We have collaborated extensively with researchers around the world who are analyzing genomics and high-throughput sequencing data. A question we are often asked by scientists pertains to the performance of variant analysis pipelines. We want to share some of our experiences with these tools with the community. In this report, we explore the capabilities of state-of-the-art germline variant calling pipelines for SNPs and small INDELs. We look specifically at their accuracy and runtimes under default testing conditions.


Genetic variant baseline for seven genomes by the Genome in a Bottle (GIAB) Consortium

Building a genetic variant “truth set” has been challenging. This is mostly due to the lack of orthogonal evidence, but also because the reads from current sequencing instruments still have unavoidable error rates ranging from 0.1% to 1%. In 2015, the Genome in a Bottle Consortium (GIAB), led by NIST, released high-confidence SNPs, INDELs, and homozygous reference regions that were generated with various sequencing technologies. GIAB refined genotype calls for each genome, and minimized bias toward any particular sequencer by aggregating calls from multiple technologies¹. They sequenced DNA from seven individual genomes: the Coriell cell line GM12878 (HG001)², the Ashkenazi Jewish trio (HG002, HG003, and HG004), and the Han Chinese trio (HG005, HG006, and HG007).

For the analysis reported here, we used the high-confidence regions from NISTv3.3.2 as variant “truth sets” for all seven samples. Each whole exome sequencing (WES) sample has 31,343 to 42,449 SNPs, and 2,208 to 4,843 INDELs overlapping with the exome captured regions. Each whole genome sequencing (WGS) sample has 2,882,677 to 3,209,316 SNPs, and 390,158 to 499,697 INDELs.

We downloaded raw HG001 WES reads from NIST FTP site with ~141X on-target coverage. Raw WES reads for HG002, HG003, HG004, and HG005 were downloaded from the SRA study, SRP047086, where each sample has around 200X on-target coverage. All seven WGS samples were generated by Illumina TruSeq (LT) DNA PCR-Free Sample Prep Kits. We downloaded the data from NIST’s FTP, followed by downsampling to 35X coverage from their original 100X–300X coverage. All samples were sequenced by Illumina HiSeq 2500 as paired-end reads.

State-of-the-art germline variant callers and integrations on DNAnexus

Table 1 summarizes the variant callers we evaluated and includes details about the versions and instance types used, and the algorithms implemented. For NVIDIA Clara Parabricks Pipelines (pbdeepvariant and pbgermline) and Sentieon (sentieon_fastq_to_vcf), we used off-the-shelf DNAnexus apps that are available in the tools library. DNAnexus apps are available as containers with dependencies installed that can be run on instances in the cloud environment. We packaged additional apps — BWA-MEM + GATK and Strelka2 — for the analysis. All apps were implemented to run on a single AWS instance.

We processed all five WES and seven WGS samples through each FASTQ to GVCF pipeline using the default parameters. Each analysis included mapping, marking duplicates, and variant calling. Base recalibration and default filtering were optional steps. We called variants against both GRCh38 (GRCh38 primary contigs + decoy contigs, but no ALT contigs nor HLA genes) and hs37d5 builds. For WES samples, we provided the captured interval files in the BED format specifying target regions for hs37d5. We used liftOver to convert them to hg38 build.

Table 1. Germline variant calling software. +We intentionally selected instance types with similar AWS hourly rates.

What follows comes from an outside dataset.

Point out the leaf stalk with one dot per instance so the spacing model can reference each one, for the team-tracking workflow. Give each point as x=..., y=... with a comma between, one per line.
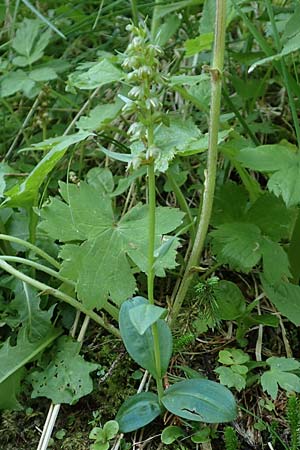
x=210, y=177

Accuracy: Genetic variant benchmark best practices

We followed the benchmark standards established by the Global Alliance for Genomics and Health (GA4GH) Benchmarking Team³,. We used Haplotype Comparison Tools ( to measure recall (ratio of true positive calls among the truth set) and precision (ratio of true positive calls among all called variants), by comparing variants called to GIAB’s high confidence benchmark set. For this report, we used the PASS variants filtered by each variant caller’s default setting.

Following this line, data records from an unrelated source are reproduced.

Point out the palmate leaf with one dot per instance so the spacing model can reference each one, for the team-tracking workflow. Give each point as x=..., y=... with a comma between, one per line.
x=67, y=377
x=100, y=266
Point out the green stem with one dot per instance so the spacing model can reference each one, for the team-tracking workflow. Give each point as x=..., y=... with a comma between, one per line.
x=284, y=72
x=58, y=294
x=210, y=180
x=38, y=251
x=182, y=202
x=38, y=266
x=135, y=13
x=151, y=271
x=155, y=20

We discovered that the HG001 WES sample has notably worse accuracy metrics across all variant callers and in both reference builds, compared to those of the other WES samples (details discussed here). Suspecting problems with sample quality, we excluded it from the rest of the benchmark. For each of the other four WES samples and all seven WGS samples, we summarized and reported a false negative rate (FNR, defined as 1-Recall), and false discovery rate (FDR, defined as 1-Precision) (Figure 1–2).

All six variant calling pipelines performed competitively (with average > ~99% for recall and precision) for calling SNPs and INDELs in both WES and WGS samples. While the results show some variant callers provide a slightly better accuracy than others, this may be due to limitations with sample data collection. We used samples collected from a single lab, one hybrid capture protocol for WES, and one type of library prep from one version of a short-read platform. Also, there are variables for fine tuning filtering thresholds that can impact recall and precision rate. In our experience, researchers who are interested in the performance of pipelines on particular genome categories or loci weight those areas more than genome-wide accuracy.

We observed significant differences in all metrics when we called the samples against GRCh38 vs. hs37d5. We expected this since GRCh38 includes more sequences from repetitive regions, and many patches that may not exist in hs37d5. But while GRCh38 is more complete, it can pose more challenges for variant callers in difficult regions of the genome. For example, by looking at the GA4GH/GIAB genome-stratification results from, we found a 3- to 4-fold enrichment of false negative and false positive calls in difficult-to-map regions in GRCh38 compared to hs37d5 in WES samples. We suspect that the performance difference between the two builds is associated with their genome context. Newer versions of the truth set generated using linked- and long-read sequencing technologies, and improved pipelines could mitigate some of these differences (see PrecisionFDA Truth Challenge V2).

Turnaround time

We calculated the turnaround time for each pipeline by subtracting the start time of the analysis from the stop time. This timeframe covers the input/output from an S3 bucket to an EC2 instance, environment setup, and software processing time. Figure 3. presents the F1 scores for SNPs and turnaround time for each pipeline. Note that parabricks_deepvariant and strelka2 pipelines start from intermediate mapped BAM input. We inferred parabricks_deepvariant’s runtime from parabricks_germline’s and we skipped presenting strelka2’s runtime. We found that most pipelines have notably faster turnaround times compared to GATK.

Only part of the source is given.